Apart from beta-blockers, other anti-arrhythmics should only be initiated on specialist advice.
Prescribing Notes
- Shared care guidelines are available for:
- Amiodarone
- Dronedarone
- Mexiletine
- Anti-arrhythmics are complex agents; intravenous injections or infusions should be given according to specialist advice.
- Following any initiation on specialist advice, the patient should be referred to the relevant cardiology service to ensure appropriate management
- The management of a cardiac arrhythmia requires a precise diagnosis and electrocardiographic evidence is essential.
- Dronedarone is recommended for AF rhythm control in the setting of normal/mildly impaired stable LV function, HFpEF, ischaemic or valvular heart disease [ESC AF guideline]. It requires annual review with a specified cardiologist as per SCG and should be discontinued only if heart rate control is required (e.g. permanent AF) or the patient has heart failure.
- Amiodarone has a very long half-life and interacts with many drugs (see SCG). There is a potential for drug interactions to occur for several weeks (or even months) after treatment with it has been stopped.
- Propafenone is contraindicated in patients with significant structural heart disease or in patients with an incident of myocardial infarction within the last 3 months.

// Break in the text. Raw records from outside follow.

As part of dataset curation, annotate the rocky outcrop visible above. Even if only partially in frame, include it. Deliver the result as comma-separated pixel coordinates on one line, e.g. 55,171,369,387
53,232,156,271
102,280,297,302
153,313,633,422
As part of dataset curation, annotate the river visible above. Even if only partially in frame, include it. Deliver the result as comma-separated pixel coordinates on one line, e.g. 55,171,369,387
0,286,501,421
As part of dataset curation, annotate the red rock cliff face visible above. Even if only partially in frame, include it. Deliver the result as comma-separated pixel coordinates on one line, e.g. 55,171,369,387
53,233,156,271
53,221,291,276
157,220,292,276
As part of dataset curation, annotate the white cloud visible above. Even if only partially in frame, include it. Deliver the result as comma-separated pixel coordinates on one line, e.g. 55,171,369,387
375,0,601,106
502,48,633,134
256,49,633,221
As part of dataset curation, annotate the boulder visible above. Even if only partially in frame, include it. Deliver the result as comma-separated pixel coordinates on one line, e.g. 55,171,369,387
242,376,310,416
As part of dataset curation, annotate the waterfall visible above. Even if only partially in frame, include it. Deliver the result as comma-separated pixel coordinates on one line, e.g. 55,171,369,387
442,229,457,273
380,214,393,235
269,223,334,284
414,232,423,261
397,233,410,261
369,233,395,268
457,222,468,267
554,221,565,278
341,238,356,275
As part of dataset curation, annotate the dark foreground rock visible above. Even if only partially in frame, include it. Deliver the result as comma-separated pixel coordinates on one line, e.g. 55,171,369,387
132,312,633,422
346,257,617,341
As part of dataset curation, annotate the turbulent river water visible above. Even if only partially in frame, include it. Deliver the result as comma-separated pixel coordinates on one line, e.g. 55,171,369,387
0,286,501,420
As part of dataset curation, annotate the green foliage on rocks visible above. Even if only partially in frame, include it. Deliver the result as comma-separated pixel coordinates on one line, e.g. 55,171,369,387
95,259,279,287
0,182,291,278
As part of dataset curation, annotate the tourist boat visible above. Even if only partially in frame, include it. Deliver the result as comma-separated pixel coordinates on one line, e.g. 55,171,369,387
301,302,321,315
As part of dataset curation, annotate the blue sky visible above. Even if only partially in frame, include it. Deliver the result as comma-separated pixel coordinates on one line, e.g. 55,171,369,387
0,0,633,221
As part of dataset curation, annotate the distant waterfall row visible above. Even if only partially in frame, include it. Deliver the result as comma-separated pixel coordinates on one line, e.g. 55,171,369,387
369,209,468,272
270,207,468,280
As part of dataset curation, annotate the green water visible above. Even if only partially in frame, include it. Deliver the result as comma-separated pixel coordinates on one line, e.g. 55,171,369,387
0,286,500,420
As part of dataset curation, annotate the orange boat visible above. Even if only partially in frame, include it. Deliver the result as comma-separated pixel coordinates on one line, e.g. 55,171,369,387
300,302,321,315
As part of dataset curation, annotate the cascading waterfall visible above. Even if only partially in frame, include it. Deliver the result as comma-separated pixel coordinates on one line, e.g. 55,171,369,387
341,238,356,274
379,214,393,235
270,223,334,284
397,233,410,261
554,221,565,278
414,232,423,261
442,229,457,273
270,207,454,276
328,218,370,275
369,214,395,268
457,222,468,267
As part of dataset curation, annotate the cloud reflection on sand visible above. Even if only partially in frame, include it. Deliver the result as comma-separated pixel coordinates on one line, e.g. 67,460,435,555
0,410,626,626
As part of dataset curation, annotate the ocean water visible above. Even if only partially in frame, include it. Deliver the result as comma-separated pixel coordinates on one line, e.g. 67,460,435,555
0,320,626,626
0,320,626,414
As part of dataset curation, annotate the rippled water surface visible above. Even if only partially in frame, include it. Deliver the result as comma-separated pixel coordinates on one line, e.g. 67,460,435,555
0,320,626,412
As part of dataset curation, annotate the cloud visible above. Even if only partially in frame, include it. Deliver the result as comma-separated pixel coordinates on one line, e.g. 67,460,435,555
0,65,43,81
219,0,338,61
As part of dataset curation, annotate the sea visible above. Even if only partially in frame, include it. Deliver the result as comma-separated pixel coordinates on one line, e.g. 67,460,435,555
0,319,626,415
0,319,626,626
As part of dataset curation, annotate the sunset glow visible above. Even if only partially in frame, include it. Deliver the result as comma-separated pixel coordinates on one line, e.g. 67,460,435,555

- Flecainide has a negative inotropic effect and can increase the electrical threshold in patients with pacemakers. It should be avoided after myocardial infarction.
- Sotalol is a non-selective beta-blocker with additional Class III anti-arrhythmic properties. Sotalol may cause polymorphic VT (torsades de pointes); it should be given with extreme caution with drugs known to prolong the QT interval, e.g. erythromycin, clarithromycin, chloroquine, haloperidol, lithium, tricyclic antidepressants, chlorpromazine. Sotalol should be used with caution in patients on diuretics and avoided in hypokalaemia. It is normally reserved for use in paroxysmal atrial fibrillation ‘For further information on drugs that can prolong the QT interval – see https://www.crediblemeds.org.
- The negative inotropic effects of anti-arrhythmic drugs tend to be additive. Therefore, special care is needed if two or more are used, especially in impaired myocardial function.
- Verapamil may be used in paroxysmal supraventricular tachycardia. It is also used to slow the ventricular rate in atrial fibrillation. However, it should be avoided in atrial fibrillation or flutter complicating Wolff-Parkinson-White syndrome where it may promote antero-grade conduction, which can potentially lead to ventricular fibrillation. It should be avoided in patients with impaired left ventricular function. There is a risk of potentially serious bradycardia if co-administered with beta-blockers or digoxin.